Materials/Methods: One hundred and three patients with ESCC receiving CCRT consisting of taxane-/5-fluorouracil-based chemotherapy and 40Gy radiotherapy followed by surgery were prospectively enrolled. Serum samples were collected before and within 1 month after completion of CCRT. With the use of PLA, 15 biomarkers were simultaneously analyzed in the initial 79 patients. The biomarkers significantly associated with pathological response (PathR)/survival were verified by ELISA in an expanded group of 103 patients. Associations between serum levels of biomarkers and clinical factors correlating with PathR, disease-free survival (DFS), and overall survival (OS) were evaluated by ANOVA and log-rank tests.

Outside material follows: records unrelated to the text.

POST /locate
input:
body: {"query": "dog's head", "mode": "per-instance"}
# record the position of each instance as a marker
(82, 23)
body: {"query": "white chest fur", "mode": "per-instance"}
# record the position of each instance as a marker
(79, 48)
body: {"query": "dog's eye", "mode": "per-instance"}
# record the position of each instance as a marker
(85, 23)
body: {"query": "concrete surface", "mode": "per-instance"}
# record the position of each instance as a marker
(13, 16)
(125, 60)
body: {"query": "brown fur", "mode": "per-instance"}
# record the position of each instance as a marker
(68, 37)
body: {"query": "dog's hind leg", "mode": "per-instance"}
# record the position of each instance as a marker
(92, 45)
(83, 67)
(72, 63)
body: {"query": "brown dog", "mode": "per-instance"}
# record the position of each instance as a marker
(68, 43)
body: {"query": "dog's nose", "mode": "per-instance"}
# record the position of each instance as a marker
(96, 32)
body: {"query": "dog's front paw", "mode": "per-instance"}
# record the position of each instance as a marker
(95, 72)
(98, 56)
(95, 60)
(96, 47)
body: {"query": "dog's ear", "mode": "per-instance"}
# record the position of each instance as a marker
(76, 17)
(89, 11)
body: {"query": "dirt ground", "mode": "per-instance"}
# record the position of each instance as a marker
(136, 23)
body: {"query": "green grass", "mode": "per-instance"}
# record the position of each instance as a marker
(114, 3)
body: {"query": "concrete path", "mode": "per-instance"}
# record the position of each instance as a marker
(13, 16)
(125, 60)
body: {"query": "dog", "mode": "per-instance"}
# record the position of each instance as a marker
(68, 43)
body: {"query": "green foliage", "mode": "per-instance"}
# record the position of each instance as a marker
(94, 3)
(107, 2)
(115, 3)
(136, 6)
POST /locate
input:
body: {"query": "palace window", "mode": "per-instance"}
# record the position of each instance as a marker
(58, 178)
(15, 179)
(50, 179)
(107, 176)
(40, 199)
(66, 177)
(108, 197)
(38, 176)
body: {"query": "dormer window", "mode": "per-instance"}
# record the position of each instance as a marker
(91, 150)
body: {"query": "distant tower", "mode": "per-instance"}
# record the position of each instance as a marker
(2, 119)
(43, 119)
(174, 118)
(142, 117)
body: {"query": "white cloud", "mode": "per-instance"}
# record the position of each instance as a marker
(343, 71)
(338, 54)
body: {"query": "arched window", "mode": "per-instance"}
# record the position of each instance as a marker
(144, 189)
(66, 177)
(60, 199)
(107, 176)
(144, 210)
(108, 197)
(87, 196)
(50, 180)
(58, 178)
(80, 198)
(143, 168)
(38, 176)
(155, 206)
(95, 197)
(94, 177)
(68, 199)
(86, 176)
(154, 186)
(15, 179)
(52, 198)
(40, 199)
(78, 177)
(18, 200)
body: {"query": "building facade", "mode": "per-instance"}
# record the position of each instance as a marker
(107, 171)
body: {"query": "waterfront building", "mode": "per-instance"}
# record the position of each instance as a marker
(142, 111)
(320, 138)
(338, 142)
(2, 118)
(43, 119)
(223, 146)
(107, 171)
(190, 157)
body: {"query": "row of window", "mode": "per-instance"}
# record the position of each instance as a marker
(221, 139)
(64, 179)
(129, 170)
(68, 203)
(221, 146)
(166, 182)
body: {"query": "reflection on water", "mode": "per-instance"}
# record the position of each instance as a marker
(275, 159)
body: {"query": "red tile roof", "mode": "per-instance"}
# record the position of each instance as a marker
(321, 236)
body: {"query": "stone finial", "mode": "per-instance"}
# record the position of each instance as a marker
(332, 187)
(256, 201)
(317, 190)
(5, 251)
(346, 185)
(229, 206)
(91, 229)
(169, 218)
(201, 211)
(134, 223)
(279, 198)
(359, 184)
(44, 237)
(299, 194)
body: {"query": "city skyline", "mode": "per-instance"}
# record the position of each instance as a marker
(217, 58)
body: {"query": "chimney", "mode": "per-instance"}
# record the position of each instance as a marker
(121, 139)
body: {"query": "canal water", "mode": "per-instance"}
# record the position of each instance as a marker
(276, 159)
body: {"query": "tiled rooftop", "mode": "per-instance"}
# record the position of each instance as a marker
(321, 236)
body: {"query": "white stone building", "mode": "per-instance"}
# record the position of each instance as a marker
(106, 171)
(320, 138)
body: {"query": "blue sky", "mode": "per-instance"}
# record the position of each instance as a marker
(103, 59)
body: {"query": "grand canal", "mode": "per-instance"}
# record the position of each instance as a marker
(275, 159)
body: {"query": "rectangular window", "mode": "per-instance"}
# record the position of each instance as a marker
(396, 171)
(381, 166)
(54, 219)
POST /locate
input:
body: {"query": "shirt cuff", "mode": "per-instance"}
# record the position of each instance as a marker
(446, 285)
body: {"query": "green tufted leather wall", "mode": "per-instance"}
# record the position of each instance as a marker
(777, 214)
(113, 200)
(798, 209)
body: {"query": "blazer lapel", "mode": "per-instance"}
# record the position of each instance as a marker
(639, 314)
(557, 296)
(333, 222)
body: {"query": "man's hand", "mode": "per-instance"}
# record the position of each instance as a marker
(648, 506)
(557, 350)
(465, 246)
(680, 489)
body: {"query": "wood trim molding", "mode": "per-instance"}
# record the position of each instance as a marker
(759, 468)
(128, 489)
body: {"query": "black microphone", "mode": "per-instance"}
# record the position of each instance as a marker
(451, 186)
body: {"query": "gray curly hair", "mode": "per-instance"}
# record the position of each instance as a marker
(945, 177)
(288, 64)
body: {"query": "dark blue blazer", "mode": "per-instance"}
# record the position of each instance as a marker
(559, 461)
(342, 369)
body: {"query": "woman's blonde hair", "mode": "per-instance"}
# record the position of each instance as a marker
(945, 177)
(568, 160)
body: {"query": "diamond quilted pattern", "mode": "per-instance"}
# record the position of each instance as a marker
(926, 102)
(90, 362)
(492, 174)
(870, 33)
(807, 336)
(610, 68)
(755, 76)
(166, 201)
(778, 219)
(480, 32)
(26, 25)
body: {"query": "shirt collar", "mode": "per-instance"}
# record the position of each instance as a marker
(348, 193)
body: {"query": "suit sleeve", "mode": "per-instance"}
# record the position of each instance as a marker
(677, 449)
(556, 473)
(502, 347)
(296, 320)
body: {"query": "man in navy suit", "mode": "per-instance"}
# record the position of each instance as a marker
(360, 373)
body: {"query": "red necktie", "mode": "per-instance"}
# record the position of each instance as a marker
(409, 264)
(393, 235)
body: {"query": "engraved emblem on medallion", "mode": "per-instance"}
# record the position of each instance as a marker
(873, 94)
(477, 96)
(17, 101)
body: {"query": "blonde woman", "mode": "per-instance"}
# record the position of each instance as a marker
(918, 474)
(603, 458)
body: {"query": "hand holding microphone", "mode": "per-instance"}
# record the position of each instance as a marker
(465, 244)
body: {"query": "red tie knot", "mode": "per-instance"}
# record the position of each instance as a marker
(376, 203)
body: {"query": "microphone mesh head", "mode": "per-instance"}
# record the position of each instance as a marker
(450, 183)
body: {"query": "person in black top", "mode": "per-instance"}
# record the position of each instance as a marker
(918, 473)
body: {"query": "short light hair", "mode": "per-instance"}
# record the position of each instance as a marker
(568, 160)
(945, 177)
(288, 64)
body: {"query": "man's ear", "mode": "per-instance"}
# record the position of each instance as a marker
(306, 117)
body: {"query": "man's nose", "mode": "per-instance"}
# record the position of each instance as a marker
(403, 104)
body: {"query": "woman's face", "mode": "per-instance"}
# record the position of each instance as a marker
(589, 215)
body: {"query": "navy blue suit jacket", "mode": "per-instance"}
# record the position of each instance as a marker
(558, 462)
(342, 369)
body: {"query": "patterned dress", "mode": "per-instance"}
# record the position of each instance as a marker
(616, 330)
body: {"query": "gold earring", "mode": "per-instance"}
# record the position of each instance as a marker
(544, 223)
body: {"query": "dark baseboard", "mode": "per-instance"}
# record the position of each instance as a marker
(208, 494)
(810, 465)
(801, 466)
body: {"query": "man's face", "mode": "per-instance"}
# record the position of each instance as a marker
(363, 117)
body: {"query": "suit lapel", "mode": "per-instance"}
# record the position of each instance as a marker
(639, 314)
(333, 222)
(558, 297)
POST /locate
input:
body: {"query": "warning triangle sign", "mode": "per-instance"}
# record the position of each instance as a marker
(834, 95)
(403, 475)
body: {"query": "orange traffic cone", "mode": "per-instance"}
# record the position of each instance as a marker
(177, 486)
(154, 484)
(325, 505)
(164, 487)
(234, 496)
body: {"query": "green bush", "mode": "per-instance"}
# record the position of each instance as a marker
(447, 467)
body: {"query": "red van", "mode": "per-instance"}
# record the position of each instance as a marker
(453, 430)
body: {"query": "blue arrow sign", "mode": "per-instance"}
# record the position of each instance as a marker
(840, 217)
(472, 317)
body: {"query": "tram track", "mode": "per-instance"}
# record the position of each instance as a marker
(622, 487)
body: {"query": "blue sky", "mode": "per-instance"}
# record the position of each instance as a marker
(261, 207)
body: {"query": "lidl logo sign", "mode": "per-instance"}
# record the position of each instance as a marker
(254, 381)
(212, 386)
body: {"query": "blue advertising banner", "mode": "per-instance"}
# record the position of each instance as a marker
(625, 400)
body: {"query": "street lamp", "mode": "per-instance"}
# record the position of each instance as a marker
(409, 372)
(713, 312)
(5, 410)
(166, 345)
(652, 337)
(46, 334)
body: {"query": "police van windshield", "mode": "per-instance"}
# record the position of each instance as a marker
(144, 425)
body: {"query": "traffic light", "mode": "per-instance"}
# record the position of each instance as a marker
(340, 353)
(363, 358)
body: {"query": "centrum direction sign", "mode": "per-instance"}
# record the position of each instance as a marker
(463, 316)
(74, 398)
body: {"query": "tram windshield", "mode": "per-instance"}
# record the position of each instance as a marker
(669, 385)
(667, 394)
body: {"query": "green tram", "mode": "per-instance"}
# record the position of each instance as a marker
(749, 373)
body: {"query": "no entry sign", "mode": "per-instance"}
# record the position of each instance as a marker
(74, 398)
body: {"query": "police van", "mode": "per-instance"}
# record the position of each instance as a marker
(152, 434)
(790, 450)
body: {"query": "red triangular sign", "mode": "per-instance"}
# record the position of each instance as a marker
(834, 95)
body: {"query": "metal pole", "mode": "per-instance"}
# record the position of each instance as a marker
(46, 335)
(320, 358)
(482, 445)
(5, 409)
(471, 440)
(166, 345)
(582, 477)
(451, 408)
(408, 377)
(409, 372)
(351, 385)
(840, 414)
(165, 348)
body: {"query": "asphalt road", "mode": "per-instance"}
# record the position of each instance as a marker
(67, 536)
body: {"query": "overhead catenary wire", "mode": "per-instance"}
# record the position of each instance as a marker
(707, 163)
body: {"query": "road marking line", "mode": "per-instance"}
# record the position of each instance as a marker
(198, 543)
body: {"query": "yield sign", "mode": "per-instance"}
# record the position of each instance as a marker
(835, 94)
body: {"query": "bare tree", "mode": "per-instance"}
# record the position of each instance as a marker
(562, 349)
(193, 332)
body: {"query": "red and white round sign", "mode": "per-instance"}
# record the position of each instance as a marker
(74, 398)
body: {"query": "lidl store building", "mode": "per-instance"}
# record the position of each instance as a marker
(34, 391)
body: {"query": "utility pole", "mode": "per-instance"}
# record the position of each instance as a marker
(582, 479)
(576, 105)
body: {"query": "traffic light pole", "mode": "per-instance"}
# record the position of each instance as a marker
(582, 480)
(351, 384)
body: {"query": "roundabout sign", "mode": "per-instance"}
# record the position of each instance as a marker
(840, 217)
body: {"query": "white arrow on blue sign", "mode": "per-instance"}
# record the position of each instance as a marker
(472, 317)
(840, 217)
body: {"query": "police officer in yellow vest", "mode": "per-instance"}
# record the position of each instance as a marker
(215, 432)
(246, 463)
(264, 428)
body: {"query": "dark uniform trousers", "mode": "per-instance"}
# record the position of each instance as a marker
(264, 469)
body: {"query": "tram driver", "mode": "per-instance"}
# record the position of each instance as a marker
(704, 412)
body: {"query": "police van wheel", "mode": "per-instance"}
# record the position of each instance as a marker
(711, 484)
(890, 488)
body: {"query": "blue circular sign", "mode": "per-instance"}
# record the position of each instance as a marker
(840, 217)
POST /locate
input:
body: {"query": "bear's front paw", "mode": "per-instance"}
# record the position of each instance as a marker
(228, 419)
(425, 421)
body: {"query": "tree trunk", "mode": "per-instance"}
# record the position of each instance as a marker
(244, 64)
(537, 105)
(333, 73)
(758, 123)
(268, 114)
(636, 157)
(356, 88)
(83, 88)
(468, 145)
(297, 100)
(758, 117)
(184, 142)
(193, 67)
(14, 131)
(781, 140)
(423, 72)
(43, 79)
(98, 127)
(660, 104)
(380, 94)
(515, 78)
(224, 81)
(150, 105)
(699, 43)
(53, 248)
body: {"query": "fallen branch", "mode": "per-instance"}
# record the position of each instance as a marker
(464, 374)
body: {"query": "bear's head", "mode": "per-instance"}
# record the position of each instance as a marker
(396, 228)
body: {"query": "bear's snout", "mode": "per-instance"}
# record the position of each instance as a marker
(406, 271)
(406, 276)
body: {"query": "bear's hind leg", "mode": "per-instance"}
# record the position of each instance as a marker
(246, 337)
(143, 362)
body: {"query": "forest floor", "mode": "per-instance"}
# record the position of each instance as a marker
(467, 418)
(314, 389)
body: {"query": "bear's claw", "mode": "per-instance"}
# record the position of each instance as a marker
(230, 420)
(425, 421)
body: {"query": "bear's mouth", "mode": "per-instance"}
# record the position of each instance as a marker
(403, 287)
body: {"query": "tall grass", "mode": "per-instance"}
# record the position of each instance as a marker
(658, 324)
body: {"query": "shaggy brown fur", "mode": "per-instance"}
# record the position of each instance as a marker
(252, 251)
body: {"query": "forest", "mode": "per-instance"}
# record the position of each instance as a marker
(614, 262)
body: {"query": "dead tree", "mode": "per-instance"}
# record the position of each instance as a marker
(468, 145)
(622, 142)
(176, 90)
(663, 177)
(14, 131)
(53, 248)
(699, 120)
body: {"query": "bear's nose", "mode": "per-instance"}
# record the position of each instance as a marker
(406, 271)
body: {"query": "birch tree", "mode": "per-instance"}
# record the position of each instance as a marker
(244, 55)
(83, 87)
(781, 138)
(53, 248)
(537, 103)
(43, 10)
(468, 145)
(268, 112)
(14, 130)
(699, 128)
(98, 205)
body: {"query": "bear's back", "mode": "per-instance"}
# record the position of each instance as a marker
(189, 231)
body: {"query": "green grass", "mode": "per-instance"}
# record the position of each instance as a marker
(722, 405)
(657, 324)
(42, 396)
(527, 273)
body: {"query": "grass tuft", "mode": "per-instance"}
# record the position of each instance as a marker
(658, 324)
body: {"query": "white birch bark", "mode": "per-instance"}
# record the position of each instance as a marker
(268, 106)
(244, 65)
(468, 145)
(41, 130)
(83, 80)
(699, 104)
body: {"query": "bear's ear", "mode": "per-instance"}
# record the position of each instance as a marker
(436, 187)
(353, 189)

Results: Following CCRT, 38 patients had pathologically complete response (37%), 44 microscopic (43%), and 21 macroscopic residual disease (20%). With a median follow-up of 33.7 months, the median DFS and OS were 21.9 months and 42.3 months, respectively. Among the 15 biomarkers screened by PLA, vascular endothelial growth factor-A (VEGF-A) and transforming growth factor-β1 (TGF-β1) were significantly associated with PathR and/or DFS. These biomarkers were further analyzed by ELISA to confirm initial biomarker findings by PLA. On ELISA, both pre- and post-CCRT VEGF-A levels were significantly correlated with PathR (p=0.042 and 0.019, respectively). Patients with pre-treatment VEGF-A less than 250 pg/ml were more likely to have pathologically complete response after CCRT than VEGF-A more than 250 pg/ml (20/35 vs. 18/68, p=0.002). Patients with high pre-CCRT VEGF-A/TGF-β1 levels (≥median) had significantly worse median DFS (9.7 months vs. 42.9 months, p=0.009) and worse median OS (19.2 months vs. 46.2 months, p=0.07). On multivariate analysis, PathR (p<0.05) and pre-CCRT high levels (≥median) of both VEGF-A and TGF-β1 (p<0.05) were independent factors for DFS, while only PathR (p<0.05) was for OS.
Conclusions: Pre-/post-CCRT serum VEGF-A may be used to predict PathR. Overall, ESCC patients with pre-treatment high serum VEGF-A and TGF-β1 had worse DFS.
Author Disclosure Block: Y. Chiang: None. J. Cheng: None. M. Graber: None. F. Hsu: None. C. Tsai: None. J. Lee: None. D. Chang: None. A. Koong: None.